We has so much fun last weekend camping at Collins Lake, we decided to do it again starting Friday the 24th through the 26th. Chabbie and us have reserved sites 69 and 70, these are sites that get WiFi







So everyone is invited, the more the merrier, so if you got nothing else to do on that weekend then join us around the campfire. Here is a link to the campground Click here


----------



## Chabbie1 (Dec 3, 2006)

Definitely the more the merrier!

They have awesome ice cream!!!!!!!!!

And the company will be great!!!!!!!


----------



## Sayonara (Jul 23, 2007)

Wish i could but its just a little too far away !

Enjoy yourselves !


----------



## Herbicidal (Aug 29, 2003)

Twice in the same month? That's very cool!

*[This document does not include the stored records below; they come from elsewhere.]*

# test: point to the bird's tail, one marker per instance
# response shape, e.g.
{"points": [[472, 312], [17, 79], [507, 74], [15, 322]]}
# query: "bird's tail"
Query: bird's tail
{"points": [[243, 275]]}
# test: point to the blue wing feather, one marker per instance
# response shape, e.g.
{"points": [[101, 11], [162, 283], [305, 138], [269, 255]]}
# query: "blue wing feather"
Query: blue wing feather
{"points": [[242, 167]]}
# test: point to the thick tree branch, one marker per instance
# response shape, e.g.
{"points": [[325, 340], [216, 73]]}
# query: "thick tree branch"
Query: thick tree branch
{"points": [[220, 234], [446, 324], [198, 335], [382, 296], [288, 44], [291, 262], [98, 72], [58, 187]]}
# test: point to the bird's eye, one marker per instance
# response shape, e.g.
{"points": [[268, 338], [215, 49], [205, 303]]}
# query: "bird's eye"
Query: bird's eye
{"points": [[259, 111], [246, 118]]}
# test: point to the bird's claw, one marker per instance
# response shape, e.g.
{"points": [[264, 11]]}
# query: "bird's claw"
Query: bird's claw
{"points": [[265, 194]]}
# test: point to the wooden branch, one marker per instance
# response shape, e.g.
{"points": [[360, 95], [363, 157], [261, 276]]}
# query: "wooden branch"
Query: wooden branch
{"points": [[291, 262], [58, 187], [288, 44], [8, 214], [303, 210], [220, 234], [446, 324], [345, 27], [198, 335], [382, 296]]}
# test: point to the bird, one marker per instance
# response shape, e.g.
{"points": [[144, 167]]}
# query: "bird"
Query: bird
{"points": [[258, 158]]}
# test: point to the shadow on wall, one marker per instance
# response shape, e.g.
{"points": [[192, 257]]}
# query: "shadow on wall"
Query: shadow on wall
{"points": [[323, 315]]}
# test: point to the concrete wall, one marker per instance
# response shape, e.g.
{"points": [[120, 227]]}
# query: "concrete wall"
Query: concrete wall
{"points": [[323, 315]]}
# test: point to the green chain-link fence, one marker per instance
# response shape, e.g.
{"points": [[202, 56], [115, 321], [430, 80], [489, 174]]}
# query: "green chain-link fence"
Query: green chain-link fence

Have a fantastic time!


----------



## folsom_five (Jan 10, 2008)

We'll have to join you one of these times. Unfortunately my son has a soccer tournament that weekend.
Have fun!

--Greg


----------



## Chabbie1 (Dec 3, 2006)

folsom_five said:


> We'll have to join you one of these times. Unfortunately my son has a soccer tournament that weekend.
> Have fun!
> 
> --Greg


Ok, next time then! We'll miss you!


----------



## VVRRRMM (Oct 5, 2007)

WOW, I feel left out! Well next time as we have basketball starting up for Zack!


----------



## N7OQ (Jun 10, 2006)

OK last chance everyone, it's going to be a great weekend and great weather, so come and join us.


----------



## Chabbie1 (Dec 3, 2006)

N7OQ said:


> OK last chance everyone, it's going to be a great weekend and great weather, so come and join us.


X2
It will be great Ice Cream weather this weekend.


----------



## Chabbie1 (Dec 3, 2006)

Anyone change their mind yet and want to join us? 
We're outta here tomorrow!


----------



## N7OQ (Jun 10, 2006)

Chabbie1 said:


> Anyone change their mind yet and want to join us?
> We're outta here tomorrow!


And we will see you tomorrow, can't wait until we are all around the campfire.


----------



## Chabbie1 (Dec 3, 2006)

Oh, that ICE CREAM is calling our names. I can hear it now:

Chabbie1............ Chabbie1..............

Oh, how sweet it will be.


----------



## TripperBob (Oct 22, 2008)

I love ice cream!!!! Sweet tooth ya know. Too bad I am stuck work work working this weekend. Hopefully another time...........


----------